Whether this constitutes “spying” is a difficult question. They were using only records voluntarily sent to Neustar’s DNS servers, and they had no other visibility. Most of their “spying on Trump” was actually just from reading public news articles about his activities and correlating them with the DNS logs, to make the claim that one of the staffers following Trump had a YotaPhone.
Why they misinterpreted things
I don’t know how they’ve misinterpreted things, but this is likely the source paragraph from the Durham filing:
(Tech Executive-1’s employer, Internet Company-1, had come to access and maintain dedicated servers for the EOP as part of a sensitive arrangement whereby it provided DNS resolution services to the EOP. Tech Executive-1 and his associates exploited this arrangement by mining the EOP’s DNS traffic and other data for the purpose of gathering derogatory information about Donald Trump.)
They seemed to have rearranged the words to “exploited sensitive servers”.
No, that’s not valid at all.
Legitimate concerns:
There are a couple legitimate concerns here.
The first is DNS researchers exceeding their scope. I personally think they did, others argue they didn’t. Either way, it’s not “infiltrating servers” as Fox News claims, but more “abusing authority”. Neustar’s users, including the White House, voluntarily sent them DNS requests with the understanding that researchers would be analyzing them for threats. It’s as if GMail engineers who sometimes have to read emails in order to fine-tune anti-spam/anti-phishing protections used that authority to read your emails because they suspected you were a national security threat.
The second is their relationship with the Hillary campaign. Durham links the researchers with the lawyer Sussmann, who is paid by the Hillary. But Durham claims that Joffe is also a client. In other words, the arrow goes the other direction: it’s not Sussmann (Clinton campaign lawyer) paying Joffe as Fox News claims, but Joffe paying Sussmann as Durham claims.
On the other hand, it’s highly suspicious that Sussmann is the link between the two. They may not have been payment, but it doesn’t mean everything is innocent.
Author biases
I’m a security researcher.

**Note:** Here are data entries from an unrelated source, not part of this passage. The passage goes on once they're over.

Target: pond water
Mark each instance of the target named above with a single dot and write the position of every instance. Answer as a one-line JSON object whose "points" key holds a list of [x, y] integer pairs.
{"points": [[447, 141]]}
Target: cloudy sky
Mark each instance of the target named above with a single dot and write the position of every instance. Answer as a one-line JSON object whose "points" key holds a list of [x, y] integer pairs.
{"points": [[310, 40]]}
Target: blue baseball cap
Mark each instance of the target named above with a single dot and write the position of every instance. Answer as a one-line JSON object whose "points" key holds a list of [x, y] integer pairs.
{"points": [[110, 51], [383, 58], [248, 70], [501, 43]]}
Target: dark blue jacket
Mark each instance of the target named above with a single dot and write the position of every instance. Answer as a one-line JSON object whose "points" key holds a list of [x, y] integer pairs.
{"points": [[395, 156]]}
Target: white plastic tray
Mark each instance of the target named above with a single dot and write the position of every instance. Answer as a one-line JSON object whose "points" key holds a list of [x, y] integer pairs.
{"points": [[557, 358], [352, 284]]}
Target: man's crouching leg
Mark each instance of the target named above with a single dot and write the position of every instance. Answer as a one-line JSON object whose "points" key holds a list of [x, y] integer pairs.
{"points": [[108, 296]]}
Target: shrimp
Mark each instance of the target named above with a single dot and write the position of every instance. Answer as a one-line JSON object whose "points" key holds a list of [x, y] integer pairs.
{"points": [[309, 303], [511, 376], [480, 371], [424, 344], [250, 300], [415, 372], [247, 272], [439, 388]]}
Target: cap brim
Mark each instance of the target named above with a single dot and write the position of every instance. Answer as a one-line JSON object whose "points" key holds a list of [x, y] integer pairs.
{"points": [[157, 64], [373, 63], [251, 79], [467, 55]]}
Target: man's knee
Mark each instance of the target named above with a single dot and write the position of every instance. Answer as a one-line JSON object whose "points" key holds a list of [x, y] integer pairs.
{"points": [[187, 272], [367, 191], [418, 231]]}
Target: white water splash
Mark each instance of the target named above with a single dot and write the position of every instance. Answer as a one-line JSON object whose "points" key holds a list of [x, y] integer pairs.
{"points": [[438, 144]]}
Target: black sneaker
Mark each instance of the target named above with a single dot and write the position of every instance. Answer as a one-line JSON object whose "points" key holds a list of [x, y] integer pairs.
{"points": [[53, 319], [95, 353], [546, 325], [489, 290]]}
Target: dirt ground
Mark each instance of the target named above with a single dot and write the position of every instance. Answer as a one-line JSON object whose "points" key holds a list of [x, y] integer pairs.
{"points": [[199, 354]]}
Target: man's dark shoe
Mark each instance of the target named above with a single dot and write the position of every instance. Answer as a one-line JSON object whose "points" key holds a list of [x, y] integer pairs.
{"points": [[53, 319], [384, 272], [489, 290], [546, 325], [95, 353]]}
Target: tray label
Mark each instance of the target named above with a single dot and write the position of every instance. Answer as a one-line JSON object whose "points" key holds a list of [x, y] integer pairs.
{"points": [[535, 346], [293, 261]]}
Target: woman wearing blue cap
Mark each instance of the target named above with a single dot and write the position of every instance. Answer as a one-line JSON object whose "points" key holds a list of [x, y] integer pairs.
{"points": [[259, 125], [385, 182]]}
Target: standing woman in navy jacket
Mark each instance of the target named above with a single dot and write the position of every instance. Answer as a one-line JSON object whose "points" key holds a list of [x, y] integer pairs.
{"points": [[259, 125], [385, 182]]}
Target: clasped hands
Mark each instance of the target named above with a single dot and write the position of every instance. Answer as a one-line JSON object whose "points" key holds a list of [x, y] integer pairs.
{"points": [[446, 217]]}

I’ve done analysis on DNS logs looking for hacker threats.
I’m a #NeverTrump libertarian who would normally vote for a reasonable Republican candidate over a Democrat.
The difference between "illegally monitoring traffic that flows through the servers stored at your site that you maintain for them" and "illegally monitoring traffic that flows through the servers stored at their site but you maintain for them" is almost nil. It's a technicality.
Certainly nothing LIKE enough of a difference to accuse someone of "liar, liar, pants on fire."
When you focus on technicalities, it sounds like you have something to hide. Just sayin'.
By misusing the data, It was now an infiltration. This company did not respect the data they were gathering and had a contract to gather this data.. The infiltration happened years ago when they were first hired and then they executed it by handing the data to unauthorized parties. This is like putting malware on your computer and years later it executes itself and steals your sensitive data. The firm was corrupt from the git go.